Friday, July 30, 2010

Pillow Talk and Bed Partners

For as long as I've owned them, I've always had this thing about cats sleeping on my head. I'm not ok with the concept. Maybe it's the fact their little feet, which step in their litter box, get into your face. Maybe it's because I used to be allergic to them and hair on my pillow meant an eternal runny nose, multiple sneezes, and puffy eyes. Maybe it's just because I'm really particular about how I sleep.
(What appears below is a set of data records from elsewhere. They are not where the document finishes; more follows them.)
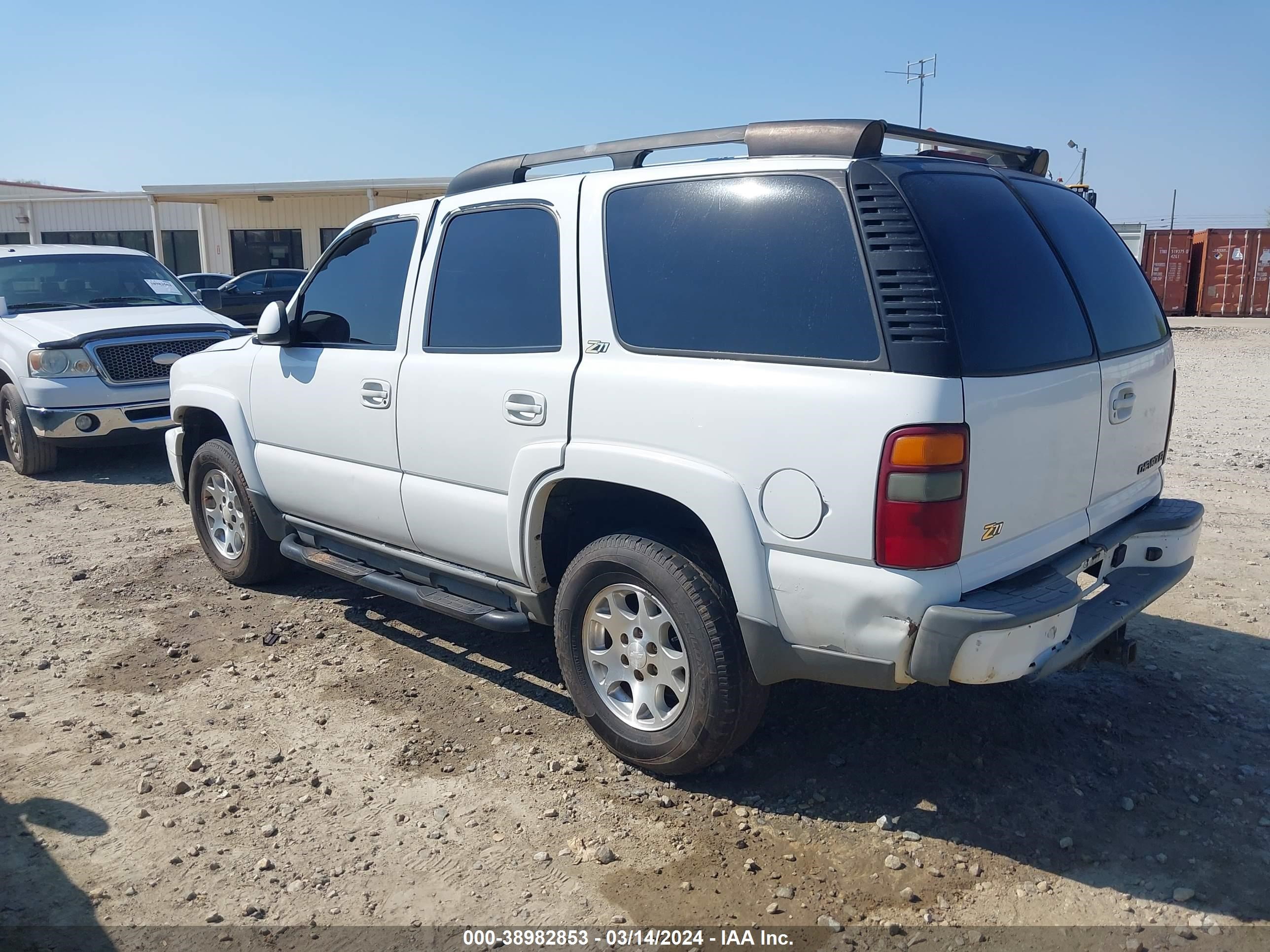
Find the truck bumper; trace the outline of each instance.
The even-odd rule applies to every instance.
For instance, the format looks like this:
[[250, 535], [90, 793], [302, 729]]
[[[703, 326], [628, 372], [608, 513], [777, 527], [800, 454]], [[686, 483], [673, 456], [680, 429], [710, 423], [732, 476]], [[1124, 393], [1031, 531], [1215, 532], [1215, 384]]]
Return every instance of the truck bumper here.
[[118, 406], [28, 406], [27, 416], [37, 437], [80, 439], [119, 430], [154, 430], [171, 426], [168, 401]]
[[932, 605], [914, 636], [909, 675], [989, 684], [1044, 678], [1078, 661], [1181, 581], [1203, 519], [1199, 503], [1156, 499], [1046, 562]]

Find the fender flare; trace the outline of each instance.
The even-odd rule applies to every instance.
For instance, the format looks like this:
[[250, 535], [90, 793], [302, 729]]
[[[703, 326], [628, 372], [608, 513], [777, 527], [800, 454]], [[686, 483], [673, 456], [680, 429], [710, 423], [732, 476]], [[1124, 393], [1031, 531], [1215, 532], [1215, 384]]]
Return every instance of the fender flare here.
[[643, 489], [686, 505], [714, 538], [737, 611], [776, 625], [766, 550], [742, 485], [724, 471], [695, 459], [634, 447], [570, 442], [564, 467], [544, 475], [530, 489], [521, 510], [525, 513], [521, 538], [526, 579], [532, 588], [545, 586], [540, 537], [547, 498], [556, 484], [570, 479]]
[[0, 373], [4, 373], [4, 376], [9, 378], [9, 382], [13, 383], [13, 386], [17, 388], [18, 396], [22, 397], [22, 402], [25, 404], [27, 392], [22, 387], [22, 374], [14, 373], [13, 367], [10, 367], [9, 362], [5, 360], [3, 357], [0, 357]]
[[183, 423], [187, 410], [207, 410], [220, 418], [230, 434], [230, 442], [234, 444], [234, 452], [237, 454], [239, 467], [243, 470], [248, 489], [264, 495], [264, 482], [260, 480], [260, 471], [255, 467], [255, 437], [251, 435], [246, 414], [237, 397], [217, 387], [192, 383], [182, 387], [179, 393], [173, 395], [171, 419]]

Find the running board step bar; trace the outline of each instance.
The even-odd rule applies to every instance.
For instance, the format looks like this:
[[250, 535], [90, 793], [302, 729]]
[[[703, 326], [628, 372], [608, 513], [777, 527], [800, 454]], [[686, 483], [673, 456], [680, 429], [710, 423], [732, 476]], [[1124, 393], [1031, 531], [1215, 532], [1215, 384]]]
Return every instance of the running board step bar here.
[[470, 622], [490, 631], [528, 631], [530, 628], [530, 618], [523, 612], [494, 608], [431, 585], [417, 585], [399, 575], [390, 575], [368, 565], [306, 546], [296, 533], [282, 539], [281, 548], [282, 555], [293, 562], [307, 565], [310, 569], [334, 575], [344, 581], [356, 583], [382, 595], [400, 598], [403, 602], [417, 604], [420, 608], [457, 618], [461, 622]]

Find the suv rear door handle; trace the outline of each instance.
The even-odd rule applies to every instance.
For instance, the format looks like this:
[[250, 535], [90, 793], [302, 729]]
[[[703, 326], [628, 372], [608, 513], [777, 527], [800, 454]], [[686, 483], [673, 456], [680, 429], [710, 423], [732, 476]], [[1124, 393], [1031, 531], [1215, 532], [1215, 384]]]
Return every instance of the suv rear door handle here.
[[386, 380], [362, 381], [362, 406], [386, 410], [392, 402], [392, 385]]
[[547, 399], [531, 390], [509, 390], [503, 395], [503, 414], [508, 423], [541, 426], [547, 419]]
[[1118, 383], [1111, 387], [1111, 409], [1107, 414], [1107, 419], [1113, 424], [1124, 423], [1133, 415], [1133, 401], [1135, 396], [1133, 392], [1133, 383], [1125, 381], [1124, 383]]

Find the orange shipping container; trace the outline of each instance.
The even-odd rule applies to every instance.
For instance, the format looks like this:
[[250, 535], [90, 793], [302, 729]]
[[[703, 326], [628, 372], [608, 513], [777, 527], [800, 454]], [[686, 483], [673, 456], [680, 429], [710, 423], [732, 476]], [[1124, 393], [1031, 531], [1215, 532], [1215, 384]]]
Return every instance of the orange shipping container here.
[[1142, 242], [1142, 270], [1170, 316], [1186, 314], [1194, 237], [1190, 228], [1154, 228], [1147, 231]]
[[1206, 317], [1265, 317], [1270, 308], [1270, 228], [1195, 235], [1191, 293]]

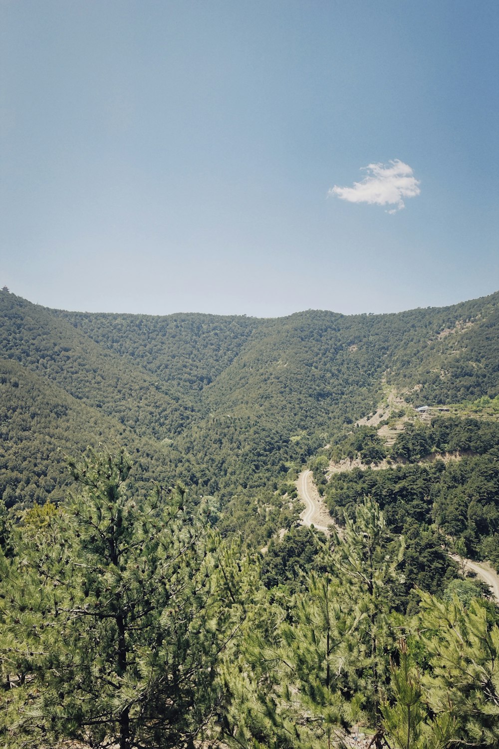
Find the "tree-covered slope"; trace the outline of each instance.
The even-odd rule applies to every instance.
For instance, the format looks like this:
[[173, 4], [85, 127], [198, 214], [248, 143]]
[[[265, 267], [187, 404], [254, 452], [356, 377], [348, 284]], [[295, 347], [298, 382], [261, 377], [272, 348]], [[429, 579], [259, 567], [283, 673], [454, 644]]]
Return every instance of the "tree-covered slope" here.
[[[35, 374], [37, 387], [91, 409], [66, 436], [129, 430], [152, 440], [174, 475], [228, 501], [285, 480], [369, 413], [385, 383], [413, 402], [495, 395], [498, 301], [256, 319], [67, 312], [0, 292], [0, 340], [3, 358]], [[64, 435], [51, 414], [43, 431], [55, 446]], [[10, 434], [21, 444], [16, 424]]]
[[171, 451], [135, 434], [17, 362], [0, 359], [0, 495], [7, 507], [43, 504], [67, 491], [64, 453], [114, 440], [134, 456], [139, 494], [175, 474]]
[[177, 434], [192, 407], [173, 386], [96, 344], [50, 310], [0, 294], [2, 357], [55, 383], [87, 405], [138, 434], [163, 439]]

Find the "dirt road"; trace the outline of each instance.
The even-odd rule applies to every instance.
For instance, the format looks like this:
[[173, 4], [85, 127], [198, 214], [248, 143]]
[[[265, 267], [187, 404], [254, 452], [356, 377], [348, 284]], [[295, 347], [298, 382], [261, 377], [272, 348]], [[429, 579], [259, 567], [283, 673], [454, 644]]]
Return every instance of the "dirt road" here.
[[[312, 472], [310, 470], [301, 471], [298, 477], [296, 485], [298, 495], [305, 506], [305, 509], [300, 516], [302, 524], [307, 526], [313, 525], [318, 530], [328, 534], [329, 527], [334, 523], [312, 480]], [[459, 557], [456, 554], [450, 554], [450, 557], [456, 562], [460, 561]], [[499, 575], [498, 573], [486, 562], [473, 562], [471, 560], [465, 560], [464, 562], [465, 569], [474, 572], [490, 586], [494, 598], [499, 603]]]
[[[450, 554], [454, 561], [461, 564], [461, 559], [457, 554]], [[474, 572], [486, 583], [492, 591], [492, 595], [499, 603], [499, 575], [492, 569], [487, 562], [473, 562], [471, 560], [463, 560], [465, 569]]]
[[329, 526], [334, 524], [333, 518], [319, 496], [319, 492], [312, 481], [311, 471], [301, 471], [298, 477], [297, 488], [299, 497], [305, 506], [300, 516], [303, 524], [313, 525], [318, 530], [328, 533]]

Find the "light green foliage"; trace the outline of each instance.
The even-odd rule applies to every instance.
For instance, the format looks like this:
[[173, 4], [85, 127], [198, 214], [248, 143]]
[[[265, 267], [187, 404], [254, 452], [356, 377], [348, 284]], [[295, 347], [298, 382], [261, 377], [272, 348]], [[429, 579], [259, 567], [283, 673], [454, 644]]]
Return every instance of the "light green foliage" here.
[[34, 749], [191, 747], [244, 617], [240, 563], [182, 486], [129, 497], [123, 450], [72, 469], [82, 493], [64, 509], [28, 511], [11, 565], [4, 735]]
[[478, 600], [465, 607], [456, 597], [442, 602], [422, 594], [421, 637], [430, 670], [423, 678], [426, 701], [455, 725], [457, 745], [497, 747], [499, 742], [499, 628]]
Regardless of the reason, for whatever matter, my track record in following through with this personal preference rule is abysmal. My oldest (and now dead and decomposing) cat, a devotee of my dad, kept his thinning hair covered at night with her calico pelt. The first night I spent over at a guy's I used to see, I asked specifically if his territorial cream-colored she-beast was prone to staking her nighttime claim around his pillows. He said never, but the next morning, I woke up to her nesting quite contentedly in my hair. As I reached up to move her, she bit me. That is what you get for taking another woman's pillow, apparently, even if she's not the same species.

Nicholai la Citta (pronounced "NEEK-o-LIE la CHEETA), aliases "Nicco," "Piccolo Niccolo," "Raccoon Cat," and when annoying, "The Whiny Pussy," with a name much longer than his body-- Nicholas the City, when translated out of Italian like his namesake-- sleep exclusively on my pillows on the nights I have cat custody: First, the ones of the right side of the bed, and then on mine.


Evidence.

I share. This may be because he's growing up so fast, and as I said wistfully to Alli and Emily yesterday, "Sometimes I wish he needed me more." As they say, cat people thrive on rejection.

XOXO

The original Nicholai, head waiter of Coquinarius in Florence. Small, dark, a fan of cigarettes, and with entirely too
much energy for someone that small and sprightly. Exactly like the cat. Exactly why we named him after our favorite Itai.